Mara spent an hour with her son that seemed all too terribly brief. He would soon be five, and had a temper that occasionally burned to rages that defeated the skills of his nurses. Now, lying on his stomach with his ankles crossed in the air, playing at soldiers, he pushed his plumed officers to and fro and cried commands in a treble child’s voice. Mara watched him with a winching in her heart and tried to memorize the small face, shadowed by a fall of dark bangs. She clasped cold hands and wondered if she would live to see her child grow to manhood. That he very well might not was a possibility she forced out of her thoughts. She, who had come into power too young, burned with the wish that her son might have the chance to grow, and learn, and have years to be guided into preparedness for the ruling Lordship that awaited him. She must live and return from the desert, and make sure that this became so.
Until Jican arrived with his figures, she prayed long and desperately to Chochocan. At her feet, Ayaki obliterated company upon company of Minwanabi enemies, while his mother racked her mind for solutions to impossible equations.

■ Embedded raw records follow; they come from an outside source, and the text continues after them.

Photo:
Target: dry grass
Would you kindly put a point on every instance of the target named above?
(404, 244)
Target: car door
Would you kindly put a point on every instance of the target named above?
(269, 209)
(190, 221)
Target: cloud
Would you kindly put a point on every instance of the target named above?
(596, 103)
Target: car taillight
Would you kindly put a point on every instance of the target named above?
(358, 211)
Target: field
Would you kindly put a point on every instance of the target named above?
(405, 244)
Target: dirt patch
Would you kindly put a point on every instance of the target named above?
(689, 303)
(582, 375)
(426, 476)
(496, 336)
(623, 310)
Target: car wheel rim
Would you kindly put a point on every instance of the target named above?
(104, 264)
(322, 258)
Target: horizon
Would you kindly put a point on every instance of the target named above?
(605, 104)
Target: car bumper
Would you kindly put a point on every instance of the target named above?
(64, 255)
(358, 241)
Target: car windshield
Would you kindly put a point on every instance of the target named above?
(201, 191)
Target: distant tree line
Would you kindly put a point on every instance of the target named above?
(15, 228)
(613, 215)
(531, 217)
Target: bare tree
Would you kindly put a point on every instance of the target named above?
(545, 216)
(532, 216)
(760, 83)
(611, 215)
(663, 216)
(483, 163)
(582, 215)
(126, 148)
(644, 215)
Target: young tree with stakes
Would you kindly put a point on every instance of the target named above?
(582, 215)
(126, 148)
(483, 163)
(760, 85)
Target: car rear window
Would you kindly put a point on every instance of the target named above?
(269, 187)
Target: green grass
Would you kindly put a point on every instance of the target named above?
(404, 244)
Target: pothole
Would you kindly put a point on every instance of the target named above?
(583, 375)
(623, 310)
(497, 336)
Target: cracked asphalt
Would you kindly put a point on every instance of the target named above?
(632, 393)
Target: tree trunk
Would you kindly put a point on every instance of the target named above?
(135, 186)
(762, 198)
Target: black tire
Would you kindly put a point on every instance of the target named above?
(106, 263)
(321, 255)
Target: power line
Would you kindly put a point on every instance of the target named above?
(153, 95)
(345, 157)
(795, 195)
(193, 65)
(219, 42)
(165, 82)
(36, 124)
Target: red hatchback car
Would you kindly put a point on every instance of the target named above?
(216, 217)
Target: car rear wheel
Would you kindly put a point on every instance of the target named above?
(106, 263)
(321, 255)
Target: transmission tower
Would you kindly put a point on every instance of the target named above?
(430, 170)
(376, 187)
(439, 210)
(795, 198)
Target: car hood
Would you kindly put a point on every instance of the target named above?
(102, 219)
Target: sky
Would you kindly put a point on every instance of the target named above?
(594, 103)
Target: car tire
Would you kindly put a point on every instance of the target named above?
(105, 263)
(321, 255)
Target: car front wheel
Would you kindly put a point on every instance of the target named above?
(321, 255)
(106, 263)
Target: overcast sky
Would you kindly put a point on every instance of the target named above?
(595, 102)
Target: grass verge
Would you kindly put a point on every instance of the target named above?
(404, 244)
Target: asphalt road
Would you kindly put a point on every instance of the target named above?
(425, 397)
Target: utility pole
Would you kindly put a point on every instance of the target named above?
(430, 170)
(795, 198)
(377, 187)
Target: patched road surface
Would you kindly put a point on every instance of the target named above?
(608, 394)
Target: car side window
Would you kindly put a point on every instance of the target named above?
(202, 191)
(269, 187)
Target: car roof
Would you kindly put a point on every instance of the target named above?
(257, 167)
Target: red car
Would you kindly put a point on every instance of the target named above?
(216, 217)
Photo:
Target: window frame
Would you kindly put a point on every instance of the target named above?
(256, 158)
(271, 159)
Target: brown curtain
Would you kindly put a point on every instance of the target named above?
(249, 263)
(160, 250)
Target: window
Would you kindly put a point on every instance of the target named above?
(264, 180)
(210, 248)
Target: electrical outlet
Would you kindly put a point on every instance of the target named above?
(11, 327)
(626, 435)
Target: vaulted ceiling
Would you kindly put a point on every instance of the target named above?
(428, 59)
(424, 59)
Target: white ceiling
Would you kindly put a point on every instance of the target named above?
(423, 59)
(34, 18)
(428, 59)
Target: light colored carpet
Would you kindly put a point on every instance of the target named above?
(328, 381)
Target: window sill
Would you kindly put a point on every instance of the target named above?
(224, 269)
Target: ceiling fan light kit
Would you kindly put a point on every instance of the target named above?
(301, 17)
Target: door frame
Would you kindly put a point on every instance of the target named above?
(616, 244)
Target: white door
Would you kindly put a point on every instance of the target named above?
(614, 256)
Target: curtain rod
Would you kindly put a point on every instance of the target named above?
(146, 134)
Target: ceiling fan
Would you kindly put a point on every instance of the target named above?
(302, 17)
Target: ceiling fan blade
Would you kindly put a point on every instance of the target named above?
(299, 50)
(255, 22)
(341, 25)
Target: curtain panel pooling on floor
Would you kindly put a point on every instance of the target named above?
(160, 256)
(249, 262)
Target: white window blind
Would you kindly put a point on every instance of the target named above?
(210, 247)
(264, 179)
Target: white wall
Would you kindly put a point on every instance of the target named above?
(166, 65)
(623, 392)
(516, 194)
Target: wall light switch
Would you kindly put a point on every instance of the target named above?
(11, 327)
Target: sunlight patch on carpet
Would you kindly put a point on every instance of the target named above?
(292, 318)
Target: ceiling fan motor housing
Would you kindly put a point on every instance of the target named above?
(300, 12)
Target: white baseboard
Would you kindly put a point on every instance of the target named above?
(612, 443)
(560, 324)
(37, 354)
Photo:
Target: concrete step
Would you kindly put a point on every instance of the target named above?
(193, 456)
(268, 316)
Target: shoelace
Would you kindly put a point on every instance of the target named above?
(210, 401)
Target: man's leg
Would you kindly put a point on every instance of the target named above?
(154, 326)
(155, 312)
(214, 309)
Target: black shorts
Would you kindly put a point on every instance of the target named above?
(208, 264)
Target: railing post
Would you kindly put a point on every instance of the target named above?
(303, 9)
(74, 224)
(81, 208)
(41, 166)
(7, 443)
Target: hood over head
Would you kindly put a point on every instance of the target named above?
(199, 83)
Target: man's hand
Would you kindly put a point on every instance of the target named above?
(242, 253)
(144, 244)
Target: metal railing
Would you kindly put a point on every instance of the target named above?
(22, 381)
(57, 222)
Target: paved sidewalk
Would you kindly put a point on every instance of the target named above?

Jican arrived and presented his slates, their columns impeccably neat despite the haste in Mara’s command. The hadonra looked hollow-eyed and worn as he bowed. ‘Lady. I have done as you commanded. Here are three calculations on your liquid financial assets. One depends upon the remaining silk arriving safely to market. The other two include what you might spend comfortably, and what you might call on, with variable lists of consequences. If you go by the last slate, be warned. Your herds will take another four years to build back to their present levels of productivity.’
Mara flipped through the slates, then unhesitatingly selected the final one. She glanced down at Ayaki, who watched her with liquid dark eyes. ‘The needra are replaceable,’ she pointed out, and briskly sent her servants to fetch retinue and litter. Til be visiting the cho-ja Queen for the rest of the afternoon.’
‘Can I come?’ Ayaki shouted, springing up and scattering toy warriors in a bounding rush toward his mother.
She reached out and ruffled his hair with the hand clutching the slate. ‘No, son. Not this time.’
The boy scowled, but did not talk back. At last his nurse was succeeding in teaching him the manners his dead father had never acquired. ‘Kevin will take you for a wagon ride,’ she consoled, then remembered: Lujan and her barbarian had not reported back from Keyoke’s chamber. ‘If he has time for you,’ she amended to the son who tugged at her elbow. She cupped his tiny face gently in her hand. ‘And if you allow the bath maid to wash the fruit juice off your chin.’ She gave his face a playful shake.